森林環境制御GEOECOSYSTEM CONTROL AND WATERSHED MANAGEMENT
森林環境制御

四国地方の土砂災害に関する研究集会に参加しました

2022年10月28~29日に徳島県にある京都大学防災研究所徳島地すべり観測所を訪問しました。
 
 
1日目は、吉野川水系にある高知県大豊町と徳島県三好市の崩壊地や地すべり地を調査しました。
2日目は、徳島地すべり観測所にて研究集会を行い、最新の研究成果についての情報交換、意見交換を行いました。

高知県大豊町では、岩原地区と豊永地区の2箇所の崩壊地を訪れました。
岩原地区の崩壊地は「トウジ山の崩壊」と呼ばれる有名な崩壊地で、古くは1687年(貞享4年)に崩壊したとの記録があります。
また、1854年(安政元年)の安政南海地震、1857年(安政4年)の安芸伊予地震でも再び大きく崩壊したとの言い伝えや記録が残されています。
現地では、崩壊した斜面の地質的特徴などを解説していただきました。
 
徳島県三好市では、有瀬地区の地すべり地を訪れました。
有瀬地区の地すべりは、2018年6月末から7月初めにかけての豪雨(平成30年7月豪雨)によって大きく滑動したため、現在集中的な対策工事が行われている地すべり地です。
現地では、地すべりの原因となる斜面の地質的特徴を解説していただいたほか、排水トンネル工・ディープウェル工・スーパーウェルポイント工法(真空排水ポンプを用いて地下水を地すべり地外へ強制的に排水する工法)などの地すべり対策工法を学びました。
 
 
2日目の研究集会では、計11件の発表があり、活発な議論が行われました。
私たちの研究室からは木村が「放棄地を含む造成農地の分布把握と崩壊危険性評価」と題した発表を行い、平成30年7月豪雨により芸予諸島で発生した土砂災害と土地利用の関係についての調査結果を報告しました。
 
 
今回の研究集会を企画してくださった京都大学防災研究所の山崎新太郎准教授、琉球大学の中村真也教授、ならびに研究集会開催に携わられた関係者の皆さま、どうも有難うございました。
 


写真1:大歩危渓谷を流れる吉野川の様子。
深いエメラルドグリーンの河川水と灰白色を呈した結晶片岩の露頭が美しい景観を創り出しています。

 


写真2:岩原地区「トウジ山の崩壊」の遠望。
正面(赤い橋梁の奥)にある山塊で右から左に下るやや緩やかな斜面が、トウジ山の崩壊で発生した土砂が堆積してできた斜面。
その上方にある急な崖地形が崩壊した斜面。

 


写真3:斜面の麓から撮影した「トウジ山の崩壊」。
現在もまだ植生に覆われていない裸地斜面が残されています。

 


写真4:豊永地区の崩壊地の様子。
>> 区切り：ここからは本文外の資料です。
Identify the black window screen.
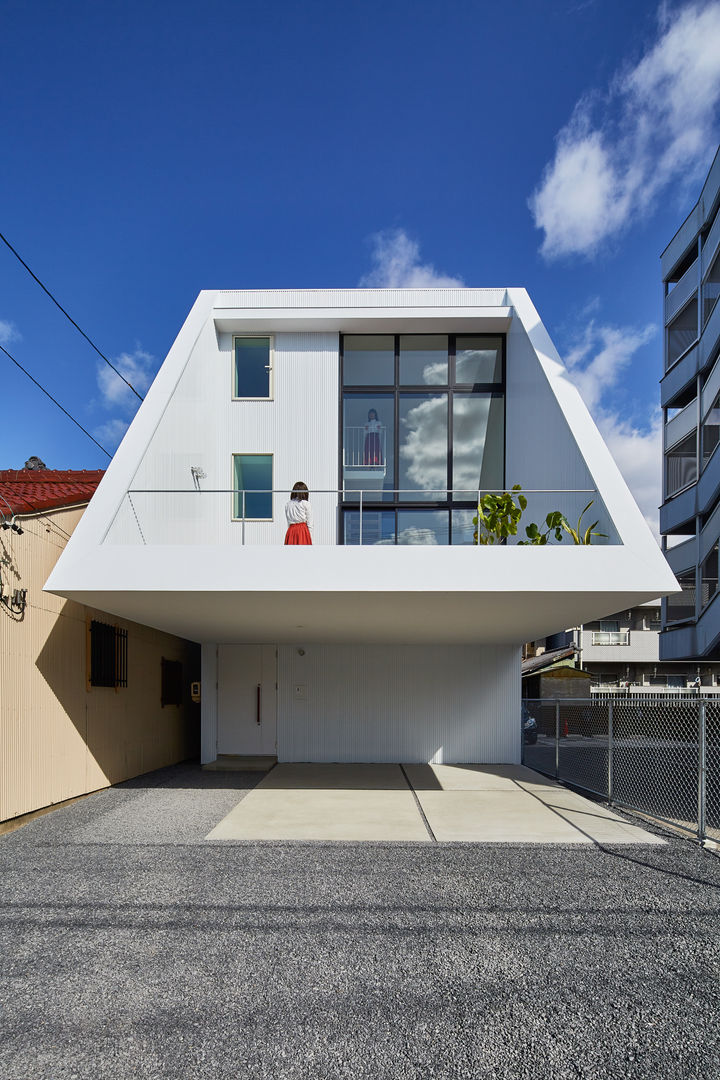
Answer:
[90,619,127,687]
現在は法面対策工の設置が進んでいます。

 


写真5, 6:有瀬地区の地すべり地とその周辺(吉野川が流下する渓谷の谷壁斜面)の遠望。

 


写真7, 8:有瀬地区の地すべり地内の様子。
道路脇の擁壁に亀裂ができて大きくずれが生じています。下段の写真では、道路にも大きな変状が出ていて急坂になっています。

 


写真9:2日目の研究集会後に参加者全員で記念撮影(山崎新太郎氏提供)。
四国4大学(香川大学・徳島大学・高知大学・愛媛大学)をはじめ、京都大学、琉球大学、日本大学、沖縄国際大学、帝京科学大学の土砂災害研究者および学生、防災事業に関わる民間企業の技術者らが参加しました。